Meredith, J.J.(1,2);Armstrong, K.(1);Russell, R.K.(1,2);Henderson, P.(1,2);Wilson, D.C.(1,2);

(1)Royal Hospital for Children and Young People, Department of Paediatric Gastroenterology and Nutrition, Edinburgh, United Kingdom;(2)University of Edinburgh, Child Life and Health- College of Medicine and Veterinary Medicine, Edinburgh, United Kingdom;

Background

Recent, albeit limited, studies indicate that combination oral antibiotic therapy may be an efficacious, immunosuppressive-free, alternative strategy to achieve remission in a subset of medically refractory IBD patients.

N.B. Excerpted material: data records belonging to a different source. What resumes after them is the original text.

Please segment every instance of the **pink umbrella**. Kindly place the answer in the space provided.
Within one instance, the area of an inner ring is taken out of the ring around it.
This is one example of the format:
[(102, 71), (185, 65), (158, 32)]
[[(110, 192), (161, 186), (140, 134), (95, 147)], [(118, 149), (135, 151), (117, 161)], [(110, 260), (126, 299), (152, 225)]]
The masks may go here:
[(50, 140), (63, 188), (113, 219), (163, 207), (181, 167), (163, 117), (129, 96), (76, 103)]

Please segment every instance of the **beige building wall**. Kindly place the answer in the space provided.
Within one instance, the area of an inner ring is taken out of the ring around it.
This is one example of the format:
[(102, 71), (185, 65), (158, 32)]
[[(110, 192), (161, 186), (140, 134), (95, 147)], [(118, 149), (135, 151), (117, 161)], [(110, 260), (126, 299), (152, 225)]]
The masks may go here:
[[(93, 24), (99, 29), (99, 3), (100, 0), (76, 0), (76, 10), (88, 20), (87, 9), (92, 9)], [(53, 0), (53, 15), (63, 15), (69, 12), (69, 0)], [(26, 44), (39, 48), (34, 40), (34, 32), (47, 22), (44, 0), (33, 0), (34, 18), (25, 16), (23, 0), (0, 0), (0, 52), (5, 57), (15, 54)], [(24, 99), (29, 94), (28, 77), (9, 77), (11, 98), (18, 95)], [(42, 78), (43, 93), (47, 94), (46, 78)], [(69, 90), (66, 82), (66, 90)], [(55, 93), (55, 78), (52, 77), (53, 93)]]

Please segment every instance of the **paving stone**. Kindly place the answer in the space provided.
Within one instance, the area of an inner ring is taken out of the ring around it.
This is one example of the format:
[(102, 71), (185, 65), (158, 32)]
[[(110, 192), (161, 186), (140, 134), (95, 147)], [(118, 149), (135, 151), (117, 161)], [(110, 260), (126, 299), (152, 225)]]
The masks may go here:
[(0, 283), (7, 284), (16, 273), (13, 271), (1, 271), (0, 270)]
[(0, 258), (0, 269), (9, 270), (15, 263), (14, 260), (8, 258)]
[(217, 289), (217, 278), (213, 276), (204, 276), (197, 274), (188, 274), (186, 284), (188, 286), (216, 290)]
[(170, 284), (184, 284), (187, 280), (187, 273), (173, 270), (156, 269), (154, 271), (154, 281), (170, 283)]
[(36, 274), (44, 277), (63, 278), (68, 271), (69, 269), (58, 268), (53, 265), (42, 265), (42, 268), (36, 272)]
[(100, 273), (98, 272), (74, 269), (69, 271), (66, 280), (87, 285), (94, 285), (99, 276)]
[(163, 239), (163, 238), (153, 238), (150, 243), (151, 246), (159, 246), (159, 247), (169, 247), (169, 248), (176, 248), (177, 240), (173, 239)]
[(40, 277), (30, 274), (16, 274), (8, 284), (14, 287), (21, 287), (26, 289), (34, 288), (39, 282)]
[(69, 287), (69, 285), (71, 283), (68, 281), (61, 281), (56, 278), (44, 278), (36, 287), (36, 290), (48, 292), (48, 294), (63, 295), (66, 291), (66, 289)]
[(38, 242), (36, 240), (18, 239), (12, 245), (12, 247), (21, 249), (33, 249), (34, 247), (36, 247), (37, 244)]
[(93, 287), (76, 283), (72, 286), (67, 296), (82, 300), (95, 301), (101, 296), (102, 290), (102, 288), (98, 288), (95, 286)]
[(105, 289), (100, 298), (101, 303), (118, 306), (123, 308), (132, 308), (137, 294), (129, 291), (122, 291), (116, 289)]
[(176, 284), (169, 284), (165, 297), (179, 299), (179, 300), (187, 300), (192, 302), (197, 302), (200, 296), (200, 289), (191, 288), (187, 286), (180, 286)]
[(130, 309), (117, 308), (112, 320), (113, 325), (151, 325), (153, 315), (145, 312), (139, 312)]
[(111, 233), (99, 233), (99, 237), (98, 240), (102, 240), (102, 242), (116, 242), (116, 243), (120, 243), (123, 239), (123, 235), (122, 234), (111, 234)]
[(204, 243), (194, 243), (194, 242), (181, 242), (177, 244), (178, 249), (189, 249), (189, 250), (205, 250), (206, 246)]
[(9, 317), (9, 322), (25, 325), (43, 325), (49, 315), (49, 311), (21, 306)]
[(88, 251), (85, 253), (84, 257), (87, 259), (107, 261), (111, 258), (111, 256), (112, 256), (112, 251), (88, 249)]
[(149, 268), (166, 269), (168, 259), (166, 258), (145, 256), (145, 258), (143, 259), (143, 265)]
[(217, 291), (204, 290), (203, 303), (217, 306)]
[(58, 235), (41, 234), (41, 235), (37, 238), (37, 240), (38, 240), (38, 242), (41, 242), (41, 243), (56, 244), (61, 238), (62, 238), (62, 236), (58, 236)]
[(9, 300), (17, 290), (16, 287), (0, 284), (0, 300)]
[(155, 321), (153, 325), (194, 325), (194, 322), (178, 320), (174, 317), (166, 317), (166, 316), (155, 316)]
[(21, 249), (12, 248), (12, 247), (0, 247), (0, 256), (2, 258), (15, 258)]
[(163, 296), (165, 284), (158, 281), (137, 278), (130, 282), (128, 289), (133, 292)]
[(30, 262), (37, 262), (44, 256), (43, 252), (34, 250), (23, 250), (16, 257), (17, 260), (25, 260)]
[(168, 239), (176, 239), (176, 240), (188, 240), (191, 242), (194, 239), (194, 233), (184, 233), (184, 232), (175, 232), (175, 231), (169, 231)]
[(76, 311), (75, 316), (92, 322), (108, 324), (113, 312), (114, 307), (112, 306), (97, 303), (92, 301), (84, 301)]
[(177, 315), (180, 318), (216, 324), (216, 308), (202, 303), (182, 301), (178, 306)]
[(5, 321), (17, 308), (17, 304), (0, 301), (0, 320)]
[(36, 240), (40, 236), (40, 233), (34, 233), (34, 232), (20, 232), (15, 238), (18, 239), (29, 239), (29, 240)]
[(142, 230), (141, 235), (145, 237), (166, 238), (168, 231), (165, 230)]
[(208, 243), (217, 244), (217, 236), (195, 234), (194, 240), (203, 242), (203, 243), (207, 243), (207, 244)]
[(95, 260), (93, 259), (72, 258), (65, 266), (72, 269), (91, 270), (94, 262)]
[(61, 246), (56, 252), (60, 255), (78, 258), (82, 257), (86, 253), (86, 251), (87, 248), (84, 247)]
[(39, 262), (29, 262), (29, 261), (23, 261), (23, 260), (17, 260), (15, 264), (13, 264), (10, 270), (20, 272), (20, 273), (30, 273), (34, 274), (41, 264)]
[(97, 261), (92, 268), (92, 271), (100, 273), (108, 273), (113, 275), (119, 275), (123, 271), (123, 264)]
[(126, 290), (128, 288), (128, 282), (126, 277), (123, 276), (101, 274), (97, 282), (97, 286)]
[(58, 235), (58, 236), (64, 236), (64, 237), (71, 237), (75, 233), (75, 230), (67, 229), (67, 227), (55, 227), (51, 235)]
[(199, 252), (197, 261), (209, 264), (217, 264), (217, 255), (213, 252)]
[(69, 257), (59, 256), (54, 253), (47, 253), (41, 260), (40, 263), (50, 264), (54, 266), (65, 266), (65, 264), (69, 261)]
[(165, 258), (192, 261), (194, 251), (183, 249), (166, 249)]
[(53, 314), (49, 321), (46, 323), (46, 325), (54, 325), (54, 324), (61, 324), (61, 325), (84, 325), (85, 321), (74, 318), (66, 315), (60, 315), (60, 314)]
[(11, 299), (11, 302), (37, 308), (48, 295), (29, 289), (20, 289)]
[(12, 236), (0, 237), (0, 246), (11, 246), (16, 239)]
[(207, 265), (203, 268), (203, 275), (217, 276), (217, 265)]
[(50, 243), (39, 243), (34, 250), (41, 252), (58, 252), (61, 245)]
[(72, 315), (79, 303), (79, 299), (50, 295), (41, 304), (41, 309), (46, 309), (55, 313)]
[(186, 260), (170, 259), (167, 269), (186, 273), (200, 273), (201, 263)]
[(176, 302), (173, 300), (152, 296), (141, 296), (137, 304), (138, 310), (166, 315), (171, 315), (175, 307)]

We sought to identify incidence data and provide cohort analysis of any refractory IBD patients who subsequently responded to combination oral antibiotic therapy from a large paediatric inflammatory bowel disease [PIBD] centre.

Methods

We identified a regional cohort of prospectively acquired incident cases of paediatric inflammatory bowel disease (CD, UC and IBD-U) diagnosed <16 years of age in South-East Scotland over a 10-year period (2009-2018) and conducted a retrospective review identifying all cases with treatment refractory disease who subsequently achieved remission with a quadruple oral antibiotic regimen (vancomycin/doxycycline/metronidazole/amoxicillin) as salvage therapy. We characterised demographic data, IBD disease type, classification, severity, duration, as well as prior treatment efficacy and duration. There was a minimum of 2 years of follow data available.

Results

In total, 4 cases of successful treatment with a quadruple oral antibiotic regimen in refractory patients were identified from our 10-year PIBD registry that included 222 new cases of PIBD (cumulative incidence 1.8%). Treatment was attempted in 9 refractory patients over the period. All responders were male, median age at diagnosis 13.1yrs (0.5, 11.3, 14.8, 15.7yrs), median disease duration was 1.3yrs. All responders had chronically active moderate-severe disease. 3 had ulcerative colitis (Paris classification E4), the remainder had Crohn’s disease (Montreal classification B1, L3/4). All responders had disease refractory to a least 2 biological therapies that were co-administered with either thiopurines or methotrexate. 3 of the 4 had failed at least one steroid induction course. 3 of the 4 maintained clinical remission at the minimum 2 year follow up on regular oral vancomycin therapy.

Conclusion

A subset of patients with PIBD that is highly refractory to conventional therapeutics, including to steroids and multiple biologics, may achieve remission with a quadruple combination oral antibiotic regimen. Those with active colitic phenotypes at intervention were more likely to respond and longer-term disease remission may be maintained with regular oral vancomycin.